O ex-presidente do Peru Ollanta Humala negou ter recebido propina em troca da concessão de edital de obras públicas à construtora Odebrecht, embora a empresa já tenha admitido pagamento de milionários subornos em troca de obras durante três governos do país - incluindo o dele.

"Não temos essas práticas", descartou o ex-presidente à imprensa na sexta-feira (17). A declaração foi dada depois de seu comparecimento - na qualidade de testemunha - a uma audiência programada pelo Ministério Público, em meio à investigação sobre irregularidades na cessão de contrato à Odebrecht para a construção de um gasoduto.
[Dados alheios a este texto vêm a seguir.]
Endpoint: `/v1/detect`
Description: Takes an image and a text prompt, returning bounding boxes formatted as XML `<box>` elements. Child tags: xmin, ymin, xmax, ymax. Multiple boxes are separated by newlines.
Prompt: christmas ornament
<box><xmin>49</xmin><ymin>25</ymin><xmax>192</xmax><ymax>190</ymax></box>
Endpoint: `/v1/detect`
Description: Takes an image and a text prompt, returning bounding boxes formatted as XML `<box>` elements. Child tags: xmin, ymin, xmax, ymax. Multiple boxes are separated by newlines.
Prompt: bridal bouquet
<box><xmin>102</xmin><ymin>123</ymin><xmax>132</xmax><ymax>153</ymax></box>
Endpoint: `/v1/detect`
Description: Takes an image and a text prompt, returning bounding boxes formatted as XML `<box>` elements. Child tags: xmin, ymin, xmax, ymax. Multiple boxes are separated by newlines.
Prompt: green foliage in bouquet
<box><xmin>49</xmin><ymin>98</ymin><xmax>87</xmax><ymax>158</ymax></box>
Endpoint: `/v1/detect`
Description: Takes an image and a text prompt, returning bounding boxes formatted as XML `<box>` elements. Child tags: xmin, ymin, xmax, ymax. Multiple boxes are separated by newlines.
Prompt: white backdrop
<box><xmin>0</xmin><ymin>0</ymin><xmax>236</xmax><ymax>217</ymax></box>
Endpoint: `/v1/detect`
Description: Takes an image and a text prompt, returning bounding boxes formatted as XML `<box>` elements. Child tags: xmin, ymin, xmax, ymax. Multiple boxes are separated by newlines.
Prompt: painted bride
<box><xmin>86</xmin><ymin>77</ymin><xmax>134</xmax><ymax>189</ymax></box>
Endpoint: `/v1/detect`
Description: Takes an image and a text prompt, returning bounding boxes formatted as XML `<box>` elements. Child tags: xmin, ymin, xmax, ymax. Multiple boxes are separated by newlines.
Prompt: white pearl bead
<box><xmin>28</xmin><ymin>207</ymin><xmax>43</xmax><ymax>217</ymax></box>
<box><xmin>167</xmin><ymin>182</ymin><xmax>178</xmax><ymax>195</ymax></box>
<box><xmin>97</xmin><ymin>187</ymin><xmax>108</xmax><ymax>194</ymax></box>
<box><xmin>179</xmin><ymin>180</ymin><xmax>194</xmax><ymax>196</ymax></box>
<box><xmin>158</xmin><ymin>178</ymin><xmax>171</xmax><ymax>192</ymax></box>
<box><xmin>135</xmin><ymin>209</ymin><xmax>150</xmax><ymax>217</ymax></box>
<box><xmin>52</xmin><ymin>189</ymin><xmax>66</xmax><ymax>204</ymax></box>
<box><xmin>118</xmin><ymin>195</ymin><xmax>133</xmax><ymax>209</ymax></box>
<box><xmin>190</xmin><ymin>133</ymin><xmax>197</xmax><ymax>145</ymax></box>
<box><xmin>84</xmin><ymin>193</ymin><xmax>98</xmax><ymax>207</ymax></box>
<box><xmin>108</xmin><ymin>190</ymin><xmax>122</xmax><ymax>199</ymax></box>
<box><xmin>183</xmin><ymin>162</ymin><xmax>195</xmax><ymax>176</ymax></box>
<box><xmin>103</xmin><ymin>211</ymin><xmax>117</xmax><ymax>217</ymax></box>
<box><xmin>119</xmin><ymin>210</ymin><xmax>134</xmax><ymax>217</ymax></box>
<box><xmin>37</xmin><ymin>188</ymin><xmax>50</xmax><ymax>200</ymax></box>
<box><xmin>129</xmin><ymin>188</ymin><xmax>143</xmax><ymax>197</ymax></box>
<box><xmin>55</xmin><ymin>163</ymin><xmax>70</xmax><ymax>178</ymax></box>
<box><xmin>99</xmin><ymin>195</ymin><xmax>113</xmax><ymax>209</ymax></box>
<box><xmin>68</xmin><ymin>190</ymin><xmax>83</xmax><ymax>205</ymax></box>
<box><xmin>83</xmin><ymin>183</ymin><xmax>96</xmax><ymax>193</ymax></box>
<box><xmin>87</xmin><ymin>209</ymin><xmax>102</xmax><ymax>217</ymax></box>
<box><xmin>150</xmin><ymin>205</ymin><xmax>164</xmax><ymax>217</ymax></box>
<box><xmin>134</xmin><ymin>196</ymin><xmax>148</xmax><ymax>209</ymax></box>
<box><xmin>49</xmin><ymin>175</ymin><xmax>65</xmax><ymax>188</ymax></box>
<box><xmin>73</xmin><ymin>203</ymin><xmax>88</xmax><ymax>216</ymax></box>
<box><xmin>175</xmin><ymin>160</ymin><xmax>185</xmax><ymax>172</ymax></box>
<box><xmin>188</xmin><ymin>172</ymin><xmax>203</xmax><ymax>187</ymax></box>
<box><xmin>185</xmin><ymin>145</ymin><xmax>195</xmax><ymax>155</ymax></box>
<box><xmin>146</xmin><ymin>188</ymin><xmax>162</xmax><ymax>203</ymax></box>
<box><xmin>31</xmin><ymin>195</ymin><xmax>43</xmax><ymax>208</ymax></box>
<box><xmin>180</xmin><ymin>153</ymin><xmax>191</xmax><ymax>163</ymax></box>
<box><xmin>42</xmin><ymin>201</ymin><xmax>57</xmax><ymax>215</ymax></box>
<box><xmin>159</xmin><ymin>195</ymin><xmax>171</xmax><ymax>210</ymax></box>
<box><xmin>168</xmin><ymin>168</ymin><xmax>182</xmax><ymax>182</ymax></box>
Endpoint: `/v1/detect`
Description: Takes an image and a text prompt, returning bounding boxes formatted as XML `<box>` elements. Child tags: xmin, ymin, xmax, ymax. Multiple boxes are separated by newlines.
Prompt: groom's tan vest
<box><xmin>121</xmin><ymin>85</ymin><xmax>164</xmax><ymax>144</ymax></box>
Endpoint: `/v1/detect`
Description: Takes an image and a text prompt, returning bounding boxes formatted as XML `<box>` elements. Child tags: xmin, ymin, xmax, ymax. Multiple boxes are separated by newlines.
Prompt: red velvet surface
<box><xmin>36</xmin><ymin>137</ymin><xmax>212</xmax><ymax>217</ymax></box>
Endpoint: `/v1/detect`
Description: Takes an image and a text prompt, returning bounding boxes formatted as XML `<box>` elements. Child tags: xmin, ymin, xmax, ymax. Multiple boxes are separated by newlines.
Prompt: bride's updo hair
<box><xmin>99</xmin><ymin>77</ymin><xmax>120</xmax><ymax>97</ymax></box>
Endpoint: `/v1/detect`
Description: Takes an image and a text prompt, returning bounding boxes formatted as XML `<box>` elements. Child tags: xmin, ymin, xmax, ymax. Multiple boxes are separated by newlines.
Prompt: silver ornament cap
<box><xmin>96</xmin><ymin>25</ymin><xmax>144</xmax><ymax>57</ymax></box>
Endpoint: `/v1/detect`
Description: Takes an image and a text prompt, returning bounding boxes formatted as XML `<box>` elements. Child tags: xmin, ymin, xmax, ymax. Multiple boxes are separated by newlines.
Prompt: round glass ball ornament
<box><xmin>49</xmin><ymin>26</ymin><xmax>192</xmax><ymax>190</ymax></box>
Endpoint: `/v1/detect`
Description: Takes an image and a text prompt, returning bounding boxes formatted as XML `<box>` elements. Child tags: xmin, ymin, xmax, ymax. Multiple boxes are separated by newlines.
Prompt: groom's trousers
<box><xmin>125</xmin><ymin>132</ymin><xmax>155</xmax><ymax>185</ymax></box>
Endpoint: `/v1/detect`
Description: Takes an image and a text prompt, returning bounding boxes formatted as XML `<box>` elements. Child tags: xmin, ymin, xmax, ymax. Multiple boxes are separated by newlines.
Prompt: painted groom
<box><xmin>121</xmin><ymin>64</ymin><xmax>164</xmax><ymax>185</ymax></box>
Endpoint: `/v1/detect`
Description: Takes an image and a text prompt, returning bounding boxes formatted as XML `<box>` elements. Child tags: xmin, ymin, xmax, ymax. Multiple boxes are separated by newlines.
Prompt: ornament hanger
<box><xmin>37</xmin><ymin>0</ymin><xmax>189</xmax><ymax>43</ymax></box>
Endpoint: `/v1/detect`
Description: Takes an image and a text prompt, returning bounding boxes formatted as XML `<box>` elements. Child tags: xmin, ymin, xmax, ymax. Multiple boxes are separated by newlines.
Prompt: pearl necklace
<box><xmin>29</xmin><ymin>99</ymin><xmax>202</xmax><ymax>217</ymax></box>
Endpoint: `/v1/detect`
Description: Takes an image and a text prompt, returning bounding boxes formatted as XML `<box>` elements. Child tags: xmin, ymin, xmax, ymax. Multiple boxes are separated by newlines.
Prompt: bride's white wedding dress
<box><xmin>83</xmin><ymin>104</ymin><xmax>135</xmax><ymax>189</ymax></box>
Esse caso segue em paralelo às investigações pelo pagamento de subornos por parte de empreiteiras brasileiras - entre elas a Odebrecht - a funcionários do Peru em troca de obras públicas.

Humala e sua mulher Nadine Heredia, que têm restrições para sair do país, estão sendo investigados por lavagem de ativos para financiamento ilegal de sua campanha eleitoral com dinheiro procedente de Venezuela e do Brasil. Segundo documentos da Polícia Federal brasileira, a Odebrecht entregou US$ 3 milhões para a campanha de Humala.